Argentine: l’heure du choix repoussée

On connaissait l’irritation croissante des Argentins envers leur gouvernement, on sait désormais qu’une part importante de ­l’électorat est prête à risquer le changement. Une majorité? Il faudra attendre le second tour de la présidentielle, le 22 novembre, pour le savoir.
Mais entre l’ancien favori Daniel Scioli (centre-gauche) et le challenger Maurizio Macri (droite libérale), crédités respectivement de 36,8% et 34,4% des voix, la tendance semble s’être inversée. Ce dernier, maire de Buenos Aires, qui ronge son frein depuis une décennie face à l’hégémonie des époux Kirchner, a pour une fois déjoué les pronostics. Limant son discours de toute aspérité trop libérale, il a forcé l’héritier présumé à un second tour périlleux.
Or, au vu de la participation massive de dimanche (80%), le sort du second tour est entre les mains des électeurs du troisième homme, le péroniste de centre-droit Sergio Massa (21%)1: cinq millions d’Argentins, pour beaucoup des anciens électeurs de Cristina Kirchner, qui ont appuyé ce partisan du changement… dans la continuité.
Entre Macri et Scioli, de quel côté pencheront-ils? Le pronostic est d’autant plus hasardeux que le premier tour aura été d’une rare confusion, où chacun des trois principaux candidats s’est échiné à offrir le même produit électoral. On a ainsi vu le néolibéral Maurizio Macri, peu connu pour d’hypothétiques avancées sociales à Buenos Aires, défendre les conquêtes des gouvernements précédents, tandis que le sortant, Daniel Scioli, censé représenter le nationalisme social des Kirchner, prêchait le rabibochage avec les Etats-Unis et les institutions de Bretton Woods. De quoi renforcer le trouble de nombre ­d’électeurs, écartelés entre l’attachement au chemin parcouru et leurs désirs de changement.

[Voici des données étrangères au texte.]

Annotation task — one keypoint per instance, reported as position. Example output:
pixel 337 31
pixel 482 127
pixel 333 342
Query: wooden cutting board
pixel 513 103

Rares, en effet, sont les Argentins à contester la pertinence des politiques économiques, sociales, éducatives, sanitaires ou financières menées depuis douze ans par Buenos Aires. S’ils n’ont pu mener à bien leur projet de diversification de l’économie – bloqués en 2008 par la révolte du secteur agro-exportateur –, les époux Kirchner ont quand même remis le bien commun au milieu du village argentin. Les plus libéraux hésitent aujourd’hui à promettre des privatisations. Et surtout pas celles des fleurons Repsol ou Aerolineas Argentinas. Quant à la place reconquise par l’Argentine dans le concert des nations, elle n’est pas la moindre des fiertés.

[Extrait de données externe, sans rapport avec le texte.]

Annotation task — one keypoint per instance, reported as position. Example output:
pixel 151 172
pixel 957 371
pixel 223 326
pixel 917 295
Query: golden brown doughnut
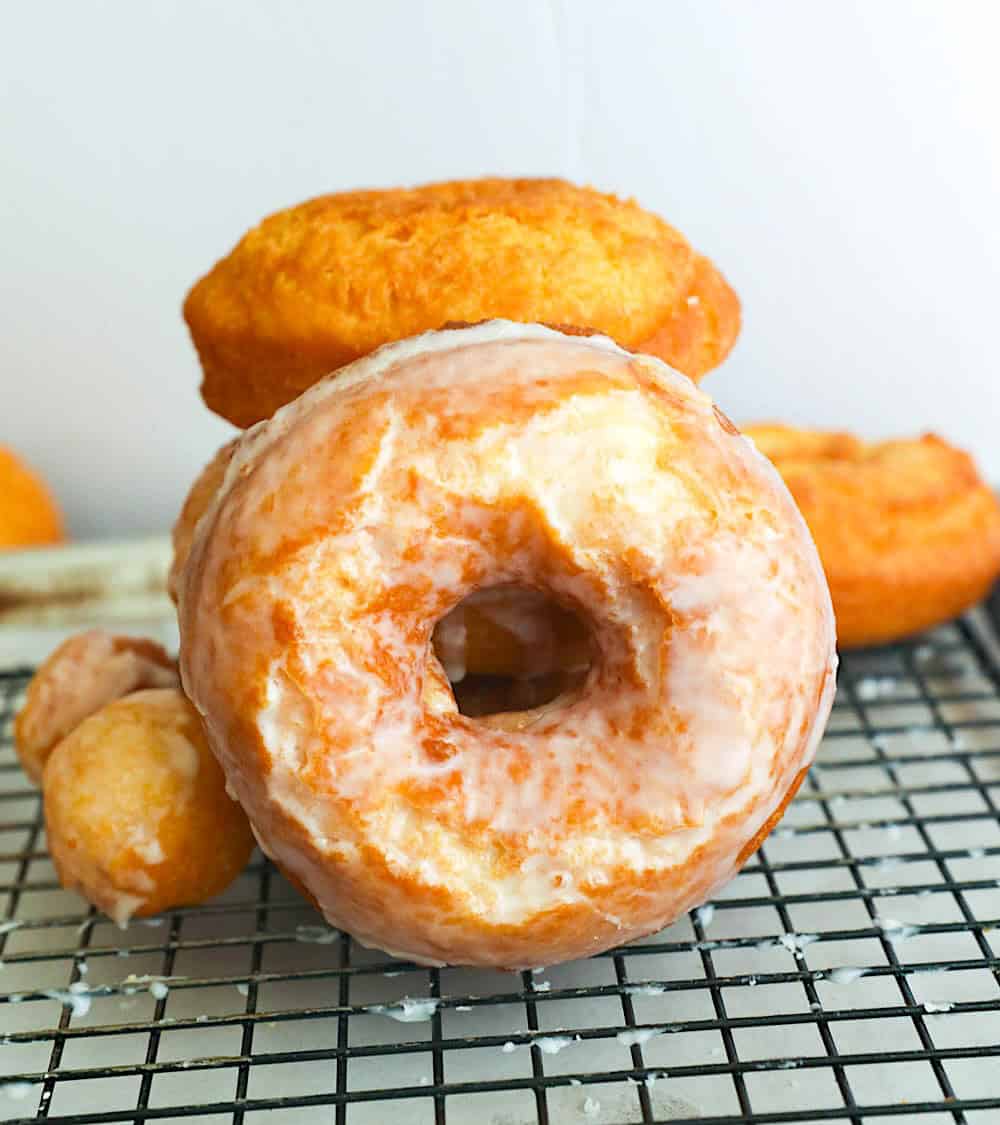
pixel 83 674
pixel 136 811
pixel 318 285
pixel 28 514
pixel 361 514
pixel 203 492
pixel 908 532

A contrario, l’usure du système politico-électoral des Kirchner, privé pour la première fois de ses figures tutélaires, est réelle. Après des progrès, l’Etat de droit argentin rencontre à nouveau une difficulté folle à faire reculer le clientélisme, la corruption et l’opacité dans la gestion de la puissance publique. Face au ralentissement planétaire de l’économie et à la difficulté de juguler l’inflation, ces «défauts» hier pardonnés au péronisme ont de plus en plus de peine à passer.

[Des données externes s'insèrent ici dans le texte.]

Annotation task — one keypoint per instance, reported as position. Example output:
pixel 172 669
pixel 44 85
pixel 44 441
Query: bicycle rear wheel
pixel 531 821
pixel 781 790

Dans ce contexte de désenchantement, le pâle Scioli n’était probablement pas le meilleur candidat pour valoriser l’héritage de Nestor et Cristina Kirchner. Il lui reste moins de quatre semaines pour rappeler qu’au-delà des postures, la gauche et la droite ne s’équivalent plus tout à fait en Amérique latine depuis une quinzaine d’années.
 

  • 1. A noter encore les 3,5% de la gauche radicale et les 2,5% des sociaux-démocrates.